Pembelajaran yang didapat dari sini akan membantu wilayah lain di dunia yang alami perubahan iklim.

Baca juga: Komitmen Kazakhstan Selamatkan Cekungan Laut Aral dan Dampak Besarnya

Lanskap Laut Aral

Saat ini, desa Karauzyak di bagian barat Uzbekistan adalah tempat yang berdebu. Dikelilingi oleh lanskap gersang yang dipenuhi rerumputan kering dan tanah berpasir.

Dulunya, desa ini berada di pesisir danau terbesar ke empat di dunia, yaitu Laut Aral.

Selama 50 tahun terakhir, danau tersebut, yaitu Laut Aral, telah mengering hampir seluruhnya, sehingga sering disebut sebagai “bencana lingkungan terburuk di dunia”. Saat ini, sulit untuk bertani apa pun di Karauzyak.

Mulai tahun 1960-an, para pejabat Soviet mengalihkan sungai-sungai yang mengalir ke Laut Aral untuk memproduksi kapas di ladang-ladang terdekat.

Tanpa adanya sungai yang secara teratur mengisi kembali Laut Aral danau besar tersebut mulai menguap, permukaan air menurun drastis, dan meninggalkan tanah yang semakin asin sehingga tanaman pangan tidak dapat bertumbuh, dikutip dari UN Chronicle.

Perubahan iklim menjadikan adaptasi ini semakin mendesak.

Suhu rata-rata di cekungan Aral telah meningkat sekitar 3,6 derajat Fahrenheit sejak tahun 1968. Dan menyusutnya Laut Aral sendiri telah mempengaruhi iklim.

Baca juga: Alasan Dibalik Keringnya Laut Aral

Ketika air menghilang, udara menjadi lebih kering dan kehilangan efek pendinginan dari danau di dekatnya, menciptakan putaran umpan balik yang mengakibatkan cuaca lebih panas dan kering.

Badai pasir kini menyebarkan debu dan logam berat beracun ke desa-desa terdekat, sementara surutnya air telah menyebabkan penumpukan garam di dalam tanah.

Langkah bertahan hidup

Di lahan seluas 3,5 hektar dekat desa, tim peneliti Jepang menanam tanaman yang menyukai garam ini, yang secara ilmiah dikenal sebagai halofit, untuk melihat apakah tanaman ini dapat menjadi tanaman yang layak bagi petani di wilayah tersebut dan bahkan memelihara tanaman kecil.

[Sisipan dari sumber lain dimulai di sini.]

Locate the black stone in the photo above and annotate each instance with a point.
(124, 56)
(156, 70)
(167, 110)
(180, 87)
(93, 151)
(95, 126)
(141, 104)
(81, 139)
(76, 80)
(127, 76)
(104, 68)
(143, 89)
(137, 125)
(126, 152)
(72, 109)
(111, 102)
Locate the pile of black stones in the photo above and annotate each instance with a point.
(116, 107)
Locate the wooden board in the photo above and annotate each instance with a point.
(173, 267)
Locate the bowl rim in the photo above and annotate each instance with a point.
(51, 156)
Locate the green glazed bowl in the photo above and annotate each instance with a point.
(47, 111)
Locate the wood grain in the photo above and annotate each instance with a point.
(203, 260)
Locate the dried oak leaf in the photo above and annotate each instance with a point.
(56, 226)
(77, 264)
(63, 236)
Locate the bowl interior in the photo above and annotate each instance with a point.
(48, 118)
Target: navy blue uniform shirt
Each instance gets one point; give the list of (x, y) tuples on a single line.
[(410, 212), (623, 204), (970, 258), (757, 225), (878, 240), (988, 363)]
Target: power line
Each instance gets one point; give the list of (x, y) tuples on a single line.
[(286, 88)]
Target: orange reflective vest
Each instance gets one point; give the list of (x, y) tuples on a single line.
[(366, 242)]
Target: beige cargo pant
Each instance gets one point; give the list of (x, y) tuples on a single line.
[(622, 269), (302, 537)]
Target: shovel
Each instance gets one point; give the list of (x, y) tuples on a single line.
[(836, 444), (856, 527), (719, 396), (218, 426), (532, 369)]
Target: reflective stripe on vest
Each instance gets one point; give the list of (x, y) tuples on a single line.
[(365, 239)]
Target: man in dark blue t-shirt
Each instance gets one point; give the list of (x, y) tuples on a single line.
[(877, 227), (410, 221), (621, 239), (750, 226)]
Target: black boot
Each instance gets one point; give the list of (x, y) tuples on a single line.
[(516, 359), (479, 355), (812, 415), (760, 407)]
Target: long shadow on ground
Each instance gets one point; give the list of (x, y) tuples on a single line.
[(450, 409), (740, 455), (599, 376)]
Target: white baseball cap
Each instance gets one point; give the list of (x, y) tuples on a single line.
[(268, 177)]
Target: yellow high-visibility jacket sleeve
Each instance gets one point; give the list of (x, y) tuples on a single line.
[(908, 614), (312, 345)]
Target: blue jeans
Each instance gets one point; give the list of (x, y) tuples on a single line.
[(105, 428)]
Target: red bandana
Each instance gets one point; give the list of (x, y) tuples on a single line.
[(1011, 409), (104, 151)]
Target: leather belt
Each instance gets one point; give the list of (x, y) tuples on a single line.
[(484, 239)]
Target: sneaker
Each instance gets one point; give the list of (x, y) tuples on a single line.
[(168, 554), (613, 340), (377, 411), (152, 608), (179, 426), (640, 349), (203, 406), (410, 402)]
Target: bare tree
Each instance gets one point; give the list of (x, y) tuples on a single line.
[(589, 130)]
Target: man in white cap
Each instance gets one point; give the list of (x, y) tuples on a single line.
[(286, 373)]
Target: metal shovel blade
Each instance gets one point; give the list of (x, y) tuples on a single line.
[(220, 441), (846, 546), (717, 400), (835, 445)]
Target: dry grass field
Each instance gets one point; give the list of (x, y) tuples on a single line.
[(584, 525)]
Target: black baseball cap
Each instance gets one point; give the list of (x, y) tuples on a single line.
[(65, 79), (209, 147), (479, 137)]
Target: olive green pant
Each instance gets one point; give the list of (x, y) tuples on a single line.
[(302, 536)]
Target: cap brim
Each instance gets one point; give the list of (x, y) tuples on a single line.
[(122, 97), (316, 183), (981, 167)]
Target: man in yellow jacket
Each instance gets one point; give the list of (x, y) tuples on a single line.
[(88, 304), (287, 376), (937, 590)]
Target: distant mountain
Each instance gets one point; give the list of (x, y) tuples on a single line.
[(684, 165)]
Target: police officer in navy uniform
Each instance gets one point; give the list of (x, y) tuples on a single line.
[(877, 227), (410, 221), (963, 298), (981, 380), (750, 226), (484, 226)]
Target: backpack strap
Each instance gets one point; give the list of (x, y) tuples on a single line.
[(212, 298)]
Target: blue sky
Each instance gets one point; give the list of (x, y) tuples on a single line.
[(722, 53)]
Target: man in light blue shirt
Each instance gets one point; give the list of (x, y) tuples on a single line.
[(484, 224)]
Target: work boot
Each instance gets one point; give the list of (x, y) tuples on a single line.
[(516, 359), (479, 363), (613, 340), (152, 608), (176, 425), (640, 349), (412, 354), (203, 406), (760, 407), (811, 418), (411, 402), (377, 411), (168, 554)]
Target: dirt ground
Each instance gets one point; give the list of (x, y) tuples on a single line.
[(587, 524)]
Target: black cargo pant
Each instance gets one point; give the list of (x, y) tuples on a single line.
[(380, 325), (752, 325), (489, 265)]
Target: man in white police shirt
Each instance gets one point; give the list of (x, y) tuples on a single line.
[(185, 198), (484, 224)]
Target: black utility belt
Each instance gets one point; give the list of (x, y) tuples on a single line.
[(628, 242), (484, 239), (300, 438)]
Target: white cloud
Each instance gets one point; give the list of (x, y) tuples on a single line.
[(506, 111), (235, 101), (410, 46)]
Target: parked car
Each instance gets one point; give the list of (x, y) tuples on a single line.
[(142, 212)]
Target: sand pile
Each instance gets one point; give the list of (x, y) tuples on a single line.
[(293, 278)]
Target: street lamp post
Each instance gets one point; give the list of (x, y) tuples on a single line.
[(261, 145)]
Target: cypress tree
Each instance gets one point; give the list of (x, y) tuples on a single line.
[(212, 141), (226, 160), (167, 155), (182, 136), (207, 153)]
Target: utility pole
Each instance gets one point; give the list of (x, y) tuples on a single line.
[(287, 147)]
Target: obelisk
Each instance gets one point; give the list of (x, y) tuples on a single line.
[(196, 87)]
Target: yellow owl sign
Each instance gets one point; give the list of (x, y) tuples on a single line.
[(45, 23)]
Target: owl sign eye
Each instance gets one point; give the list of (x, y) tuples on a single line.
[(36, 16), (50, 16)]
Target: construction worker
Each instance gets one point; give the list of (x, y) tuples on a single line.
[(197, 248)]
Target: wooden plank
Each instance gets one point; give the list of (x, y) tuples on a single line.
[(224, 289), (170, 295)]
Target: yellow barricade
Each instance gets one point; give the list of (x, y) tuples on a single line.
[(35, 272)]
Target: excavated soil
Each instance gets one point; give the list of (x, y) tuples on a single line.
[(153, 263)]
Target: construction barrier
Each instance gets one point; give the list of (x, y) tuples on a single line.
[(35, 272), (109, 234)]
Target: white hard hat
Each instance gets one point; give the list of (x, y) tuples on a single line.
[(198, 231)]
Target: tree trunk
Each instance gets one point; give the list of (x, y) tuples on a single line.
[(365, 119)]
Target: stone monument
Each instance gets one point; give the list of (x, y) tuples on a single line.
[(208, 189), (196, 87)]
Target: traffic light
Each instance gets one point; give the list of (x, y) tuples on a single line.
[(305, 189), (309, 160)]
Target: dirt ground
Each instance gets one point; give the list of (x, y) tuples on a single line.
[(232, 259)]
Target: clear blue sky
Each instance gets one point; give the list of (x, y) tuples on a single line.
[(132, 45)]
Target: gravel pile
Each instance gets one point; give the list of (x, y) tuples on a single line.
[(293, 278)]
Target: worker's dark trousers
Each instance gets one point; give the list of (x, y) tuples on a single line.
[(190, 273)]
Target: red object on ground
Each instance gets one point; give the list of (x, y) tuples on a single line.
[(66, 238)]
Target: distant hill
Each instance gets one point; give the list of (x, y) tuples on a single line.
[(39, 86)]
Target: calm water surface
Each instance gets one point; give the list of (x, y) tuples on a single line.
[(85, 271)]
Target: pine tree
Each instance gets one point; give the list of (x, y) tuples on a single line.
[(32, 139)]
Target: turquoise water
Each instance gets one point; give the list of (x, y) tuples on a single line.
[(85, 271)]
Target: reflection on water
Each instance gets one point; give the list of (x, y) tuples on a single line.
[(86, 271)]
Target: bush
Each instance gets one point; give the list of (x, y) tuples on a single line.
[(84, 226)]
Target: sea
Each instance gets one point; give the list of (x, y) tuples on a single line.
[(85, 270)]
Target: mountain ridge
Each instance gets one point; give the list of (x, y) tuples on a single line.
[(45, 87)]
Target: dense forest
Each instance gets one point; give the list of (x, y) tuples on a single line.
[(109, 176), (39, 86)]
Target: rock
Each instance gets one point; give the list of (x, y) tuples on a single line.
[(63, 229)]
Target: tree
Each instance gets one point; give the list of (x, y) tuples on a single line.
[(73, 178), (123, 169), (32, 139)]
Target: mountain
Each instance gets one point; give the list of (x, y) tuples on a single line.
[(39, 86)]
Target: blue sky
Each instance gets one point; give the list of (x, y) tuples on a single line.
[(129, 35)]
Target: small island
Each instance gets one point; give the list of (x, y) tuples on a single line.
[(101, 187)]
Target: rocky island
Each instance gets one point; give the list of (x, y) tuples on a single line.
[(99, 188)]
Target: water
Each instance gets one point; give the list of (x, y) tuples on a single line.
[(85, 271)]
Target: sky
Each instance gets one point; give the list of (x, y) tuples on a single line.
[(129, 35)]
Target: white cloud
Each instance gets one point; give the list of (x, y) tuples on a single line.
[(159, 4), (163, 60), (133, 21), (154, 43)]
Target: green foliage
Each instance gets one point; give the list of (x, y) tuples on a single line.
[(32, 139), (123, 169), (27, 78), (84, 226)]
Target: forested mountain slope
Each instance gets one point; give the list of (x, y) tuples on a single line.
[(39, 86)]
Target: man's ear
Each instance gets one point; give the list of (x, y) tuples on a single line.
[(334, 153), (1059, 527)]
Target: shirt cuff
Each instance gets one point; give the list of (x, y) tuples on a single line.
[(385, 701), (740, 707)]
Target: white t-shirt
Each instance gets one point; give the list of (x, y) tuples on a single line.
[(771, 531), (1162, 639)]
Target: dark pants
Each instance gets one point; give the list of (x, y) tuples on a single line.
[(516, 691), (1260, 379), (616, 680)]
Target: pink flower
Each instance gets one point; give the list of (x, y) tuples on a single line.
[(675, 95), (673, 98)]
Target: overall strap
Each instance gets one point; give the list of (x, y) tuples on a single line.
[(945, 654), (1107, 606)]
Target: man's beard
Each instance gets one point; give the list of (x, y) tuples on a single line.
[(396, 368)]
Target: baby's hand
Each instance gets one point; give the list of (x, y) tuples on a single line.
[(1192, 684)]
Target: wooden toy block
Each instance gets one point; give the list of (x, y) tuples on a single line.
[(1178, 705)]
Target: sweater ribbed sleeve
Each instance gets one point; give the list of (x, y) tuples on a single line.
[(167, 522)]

Kristina Toderich, pakar halofit dari Universitas Tottori di Jepang, menjelaskan mengapa tanaman yang menyukai garam ini menarik perhatian para ilmuwan seperti dia: “Tanaman ini tidak membutuhkan air. Ia tidak membutuhkan apa pun.”

Tanaman ini membantu mengunci kelembapan yang langka di tanah yang haus, dan tanaman ini dapat ditanam tanpa penggunaan pupuk yang berlebihan.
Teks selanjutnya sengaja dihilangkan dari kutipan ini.